London UK Tackles Failing Music Venues
Today in London, one of the world’s most prominent Music Cities, Mayor Boris Johnson made an historic announcement in hopes of stemming the threats posed against live music venues in the city.
As described in The Mastering of a Music City, Mayor Johnson established a Music Venues Taskforce earlier this year that was chaired by Mark Davyd of the Music Venue Trust. The task force has paved the way for a commitment by the City of London to a number of key policies described and recommended in our report, including:
- The Agent of Change principle which has been effectively used in Melbourne and Montreal;
- The London Music Development Board, an advisory board with broad representation from the music community and key public sector departments;
- A champion for the night-time economy; and,
- A pro-music planning approach with such things as a Culture and Planning Guide that provides ideas as to how planning policy can protect venues and cultural spaces, and an upcoming symposium with developers.
In addition, the Mayor’s announcement says that his office “will continue to work closely with local authorities, developers and the music industry to encourage a pro-culture approach, particularly in areas where there are music zones and clusters for example Camden, Denmark Street, Hackney and Soho.

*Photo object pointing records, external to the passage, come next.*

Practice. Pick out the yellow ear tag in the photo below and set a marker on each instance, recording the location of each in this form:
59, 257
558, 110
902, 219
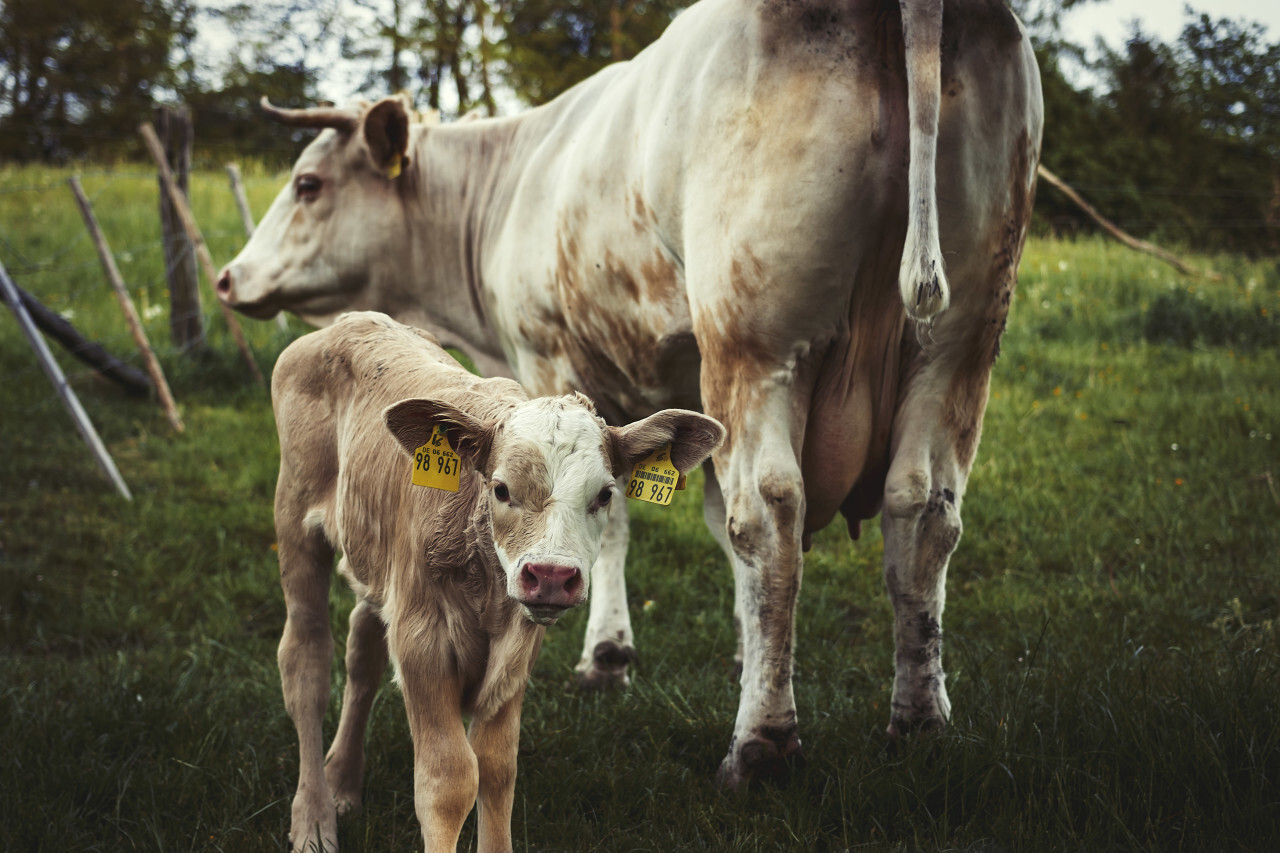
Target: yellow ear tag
435, 465
654, 478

The Mayor’s Venues Taskforce conducted a census of the live music venues in the city and found that 35% had been lost since 2007. The Mayor’s press release notes the importance of venues as incubators of talent, and drivers of music tourism. Musicians Frank Turner and Ed Sheeran also commented on the announcement, reinforcing the importance of the availability of spaces for new talent as they hone their skills and develop an audience.
We’re pleased that The Mastering of a Music City has been helpful in this exercise, but the real work has been done by the members of the task force and local advocates like Shain Shapiro of the Music Cities Convention and Tim Arnold of Save Soho. Congratulations! A lot is at stake in London, a great Music City where artists from around the world go to perform.